Compartilhou com os amigos sentimentos e conhecimento
THIAGO BLUMENTHAL (1981-2020)
são paulo Não fosse a pandemia, Thiago estaria na Tailândia. Esse era seu plano para 2020. Desejava também voltar à Índia, país que visitou por um mês há alguns anos, e onde, contava, divertindose, havia sido convidado para três casamentos.
Judeu de origem, Thiago era budista e frequentava a sinagoga. Ele se dizia um judeu caricato: “amarradão” em comida chinesa e carne de porco.
Os amigos o descrevem como educado, cordial, um intelectual de vasto repertório cultural que nunca era pedante e arrogante. Pelo contrário, tratava o que fazia com humildade, pedia e ouvia conselhos, e era generoso com o trabalho de amigos e colegas, com opiniões fortes, mas sem economizar nos elogios.
Não tinha vergonha de falar sobre seus sentimentos e sobre seus sofrimentos. Dizia com frequência aos amigos o quanto gostava deles e que tinha saudades.
Professor da pós-graduação da universidade Mackenzie, era mestre em literatura judaica, com uma dissertação sobre Franz Kafka, e doutor em literatura francesa, com uma tese sobre Marcel Proust. Colaborava com a revista Estado da Arte, do Estado de S. Paulo. Ali, seu último texto, de agosto, foi sobre o francês Eric Rohmer, seu cineasta favorito.
Thiago trabalhou na TV Record, foi editor-assistente da Publifolha, editora do grupo Folha, no fim dos anos 2000, e um dos sócios da editora Lote 42, que fundou, em 2012, com João Varella.
Por duas vezes, Thiago se passou por João, a pedido deste, fingindo sua assinatura em processos burocráticos e viajando com seus documentos.
“Ele tinha cara de bom moço, mas aprontava das suas”, diz o editor e ex-sócio.
Ele mantinha, desde setembro, o podcast “Afinidades Eletivas”, com Juliana de Albuquerque, colunista da Folha, que reunia especialistas para falar de crítica literária, filosofia, política e religião.
Gabava-se, lembram-se os amigos, de seu maior feito jornalístico: uma barriga (jargão para informação errada). Ria ao contar de quando, no Hoje em Dia (Record), fez os apresentadores chorarem após repetir a versão do humorista David Brazil de que o repórter Amin Khader teria morrido.

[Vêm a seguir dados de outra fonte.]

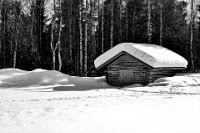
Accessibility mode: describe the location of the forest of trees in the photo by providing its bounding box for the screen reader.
[0,0,200,76]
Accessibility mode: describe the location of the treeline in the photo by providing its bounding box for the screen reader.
[0,0,200,76]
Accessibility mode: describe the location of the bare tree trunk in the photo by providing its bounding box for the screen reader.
[69,0,73,72]
[50,0,56,70]
[79,0,83,76]
[159,2,163,46]
[125,2,128,41]
[84,0,88,76]
[56,0,63,71]
[132,6,136,41]
[101,1,104,53]
[147,0,152,43]
[110,0,114,48]
[13,1,20,68]
[190,0,195,72]
[119,0,122,43]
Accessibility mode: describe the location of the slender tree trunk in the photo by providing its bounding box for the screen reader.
[56,0,63,71]
[147,0,152,43]
[101,1,104,53]
[69,0,74,73]
[79,0,83,76]
[50,0,56,70]
[13,1,20,68]
[190,0,195,72]
[119,0,122,43]
[159,2,163,46]
[84,0,88,76]
[132,5,136,41]
[110,0,114,48]
[125,2,128,41]
[13,29,19,68]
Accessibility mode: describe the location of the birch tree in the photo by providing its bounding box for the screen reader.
[79,0,83,76]
[159,0,163,46]
[110,0,114,48]
[190,0,195,72]
[84,0,89,76]
[101,1,104,53]
[147,0,152,43]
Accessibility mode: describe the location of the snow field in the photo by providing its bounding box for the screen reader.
[0,69,200,133]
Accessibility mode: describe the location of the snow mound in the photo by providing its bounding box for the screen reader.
[0,69,109,91]
[94,43,188,68]
[145,73,200,94]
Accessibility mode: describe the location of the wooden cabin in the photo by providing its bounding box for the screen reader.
[94,43,188,87]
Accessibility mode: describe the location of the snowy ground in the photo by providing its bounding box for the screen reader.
[0,69,200,133]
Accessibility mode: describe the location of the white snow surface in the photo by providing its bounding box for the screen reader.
[0,69,200,133]
[94,43,188,68]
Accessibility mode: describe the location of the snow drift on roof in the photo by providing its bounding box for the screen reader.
[94,43,188,68]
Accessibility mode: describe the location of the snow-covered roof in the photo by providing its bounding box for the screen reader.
[94,43,188,68]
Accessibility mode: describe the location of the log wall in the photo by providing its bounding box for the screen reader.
[102,52,182,87]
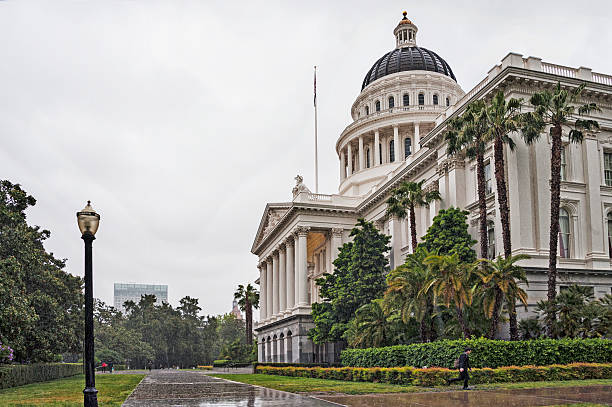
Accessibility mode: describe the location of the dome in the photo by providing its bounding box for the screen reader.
[361,47,457,90]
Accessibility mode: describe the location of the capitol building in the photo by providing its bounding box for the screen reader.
[251,13,612,363]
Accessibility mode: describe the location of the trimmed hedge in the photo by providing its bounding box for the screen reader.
[0,363,83,389]
[255,363,612,386]
[340,338,612,368]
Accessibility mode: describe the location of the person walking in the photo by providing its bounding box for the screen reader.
[446,348,472,390]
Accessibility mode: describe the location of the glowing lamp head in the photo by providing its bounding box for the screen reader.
[77,201,100,236]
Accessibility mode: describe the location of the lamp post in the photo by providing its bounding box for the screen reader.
[77,201,100,407]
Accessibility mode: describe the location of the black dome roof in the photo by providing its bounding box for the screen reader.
[361,47,457,90]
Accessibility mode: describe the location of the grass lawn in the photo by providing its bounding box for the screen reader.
[211,374,426,394]
[211,374,612,396]
[0,374,144,407]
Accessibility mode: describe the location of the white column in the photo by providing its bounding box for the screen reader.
[293,232,300,308]
[297,227,310,306]
[359,136,365,170]
[330,228,342,262]
[258,262,268,322]
[285,237,295,310]
[266,257,273,319]
[278,244,287,315]
[272,251,279,317]
[393,126,400,162]
[372,129,380,167]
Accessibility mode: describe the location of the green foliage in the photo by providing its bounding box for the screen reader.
[308,219,390,343]
[536,285,612,338]
[255,363,612,387]
[0,363,83,389]
[421,207,476,263]
[0,180,84,362]
[340,338,612,368]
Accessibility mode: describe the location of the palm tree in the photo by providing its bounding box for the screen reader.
[423,253,473,338]
[475,254,529,340]
[384,246,433,342]
[445,100,489,259]
[486,91,523,258]
[521,83,600,336]
[387,180,442,253]
[348,298,393,348]
[234,284,259,345]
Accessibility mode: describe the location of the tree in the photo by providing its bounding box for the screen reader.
[445,100,489,259]
[475,254,529,340]
[387,180,442,253]
[308,219,390,343]
[421,207,476,263]
[485,91,523,258]
[0,180,84,362]
[384,246,435,342]
[521,82,600,336]
[345,298,395,348]
[234,284,259,343]
[422,252,473,338]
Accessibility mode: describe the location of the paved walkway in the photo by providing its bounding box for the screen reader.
[123,370,334,407]
[320,386,612,407]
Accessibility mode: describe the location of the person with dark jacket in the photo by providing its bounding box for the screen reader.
[446,348,472,390]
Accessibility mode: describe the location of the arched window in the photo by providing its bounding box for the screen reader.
[559,208,571,259]
[404,137,412,158]
[608,212,612,259]
[487,221,496,260]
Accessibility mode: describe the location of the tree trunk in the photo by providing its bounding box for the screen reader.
[245,300,253,345]
[489,287,503,339]
[508,295,519,341]
[419,318,428,342]
[410,205,417,253]
[476,152,489,259]
[455,307,470,339]
[546,126,561,337]
[494,137,512,258]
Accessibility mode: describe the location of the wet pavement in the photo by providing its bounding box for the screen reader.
[320,386,612,407]
[123,370,336,407]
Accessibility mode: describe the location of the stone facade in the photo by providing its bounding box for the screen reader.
[252,13,612,363]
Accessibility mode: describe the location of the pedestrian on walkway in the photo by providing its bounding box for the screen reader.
[446,348,472,390]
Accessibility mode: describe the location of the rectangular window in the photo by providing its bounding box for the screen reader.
[561,146,567,181]
[485,163,493,194]
[604,153,612,187]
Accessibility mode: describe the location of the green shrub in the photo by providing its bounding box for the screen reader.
[0,363,83,389]
[213,359,230,367]
[255,363,612,386]
[340,338,612,368]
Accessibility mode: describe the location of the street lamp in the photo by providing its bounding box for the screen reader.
[77,201,100,407]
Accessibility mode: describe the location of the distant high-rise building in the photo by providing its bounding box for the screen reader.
[114,283,168,312]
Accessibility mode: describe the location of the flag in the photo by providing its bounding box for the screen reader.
[314,65,317,107]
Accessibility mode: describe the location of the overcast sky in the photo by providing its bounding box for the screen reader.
[0,0,612,315]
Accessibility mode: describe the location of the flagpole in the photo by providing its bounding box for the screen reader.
[314,65,319,194]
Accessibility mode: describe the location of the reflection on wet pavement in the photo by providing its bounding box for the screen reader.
[123,370,334,407]
[321,386,612,407]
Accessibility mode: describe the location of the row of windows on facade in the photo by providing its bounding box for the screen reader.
[347,137,412,172]
[365,93,450,115]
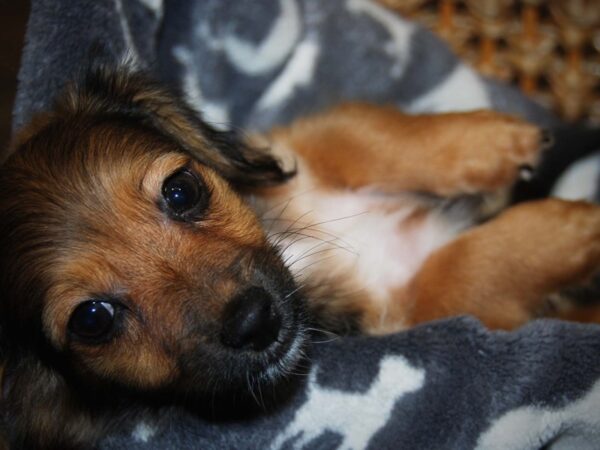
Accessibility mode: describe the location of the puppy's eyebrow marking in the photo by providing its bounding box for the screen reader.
[131,421,156,443]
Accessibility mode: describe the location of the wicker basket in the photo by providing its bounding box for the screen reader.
[378,0,600,125]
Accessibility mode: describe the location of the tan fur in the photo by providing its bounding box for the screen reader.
[260,104,600,333]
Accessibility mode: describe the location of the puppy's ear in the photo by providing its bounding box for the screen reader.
[0,352,105,450]
[57,66,293,188]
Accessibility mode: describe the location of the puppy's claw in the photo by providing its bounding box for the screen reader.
[540,129,555,150]
[519,164,535,181]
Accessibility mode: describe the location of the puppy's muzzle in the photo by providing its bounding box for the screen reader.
[221,287,281,351]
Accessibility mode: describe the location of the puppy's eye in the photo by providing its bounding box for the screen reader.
[68,301,115,340]
[162,169,207,219]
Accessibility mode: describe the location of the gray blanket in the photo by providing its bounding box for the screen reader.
[14,0,600,449]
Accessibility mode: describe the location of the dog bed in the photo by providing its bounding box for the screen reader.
[14,0,600,449]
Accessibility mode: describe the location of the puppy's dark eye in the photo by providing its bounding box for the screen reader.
[68,300,115,340]
[162,169,207,219]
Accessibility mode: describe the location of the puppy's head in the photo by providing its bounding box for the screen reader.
[0,69,304,408]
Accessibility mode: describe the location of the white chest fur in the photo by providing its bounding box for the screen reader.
[255,188,464,302]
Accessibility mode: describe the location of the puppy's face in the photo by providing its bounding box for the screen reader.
[0,71,304,400]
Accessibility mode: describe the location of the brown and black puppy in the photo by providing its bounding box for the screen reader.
[0,65,600,449]
[0,70,306,449]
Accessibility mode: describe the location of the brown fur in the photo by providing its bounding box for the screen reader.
[0,69,600,449]
[0,69,304,449]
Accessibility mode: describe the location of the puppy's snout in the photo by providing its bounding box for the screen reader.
[221,287,281,351]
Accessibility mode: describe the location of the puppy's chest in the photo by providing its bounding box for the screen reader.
[257,189,461,302]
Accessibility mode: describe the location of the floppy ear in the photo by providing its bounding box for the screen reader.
[57,65,294,188]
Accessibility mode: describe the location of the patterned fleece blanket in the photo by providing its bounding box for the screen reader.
[14,0,600,450]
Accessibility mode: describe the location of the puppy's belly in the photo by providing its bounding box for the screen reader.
[255,188,468,326]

As conversas com Thiago podiam partir de programas televisivos de variedades e passar por novelas das sete, Seinfeld, Woody Allen, literatura contemporânea francesa e música para piano — instrumento que tocava bem.
Passear com ele podia significar ir ao cinema ver um filme cabeça, cantar num karaokê na Liberdade —ele gostava de Oasis na sua vez com o microfone, lembra o amigo João Montanaro—, ou andar por aí jogando papo fora.
Devorador de literatura, era um iconoclasta, tinha entusiasmo com ebooks e grifava livros físicos com caneta. Esse é um país livre, dizia.
Thiago morreu neste sábado (28), em casa, aos 39 anos, após, acredita-se, um infarto. A família aguarda o laudo. Ele deixa o pai, Antonio, a mãe, Izilda, o irmão, também Antonio, e muitos amigos, que seguirão ouvindo as playlists que ele montava e compartilhava.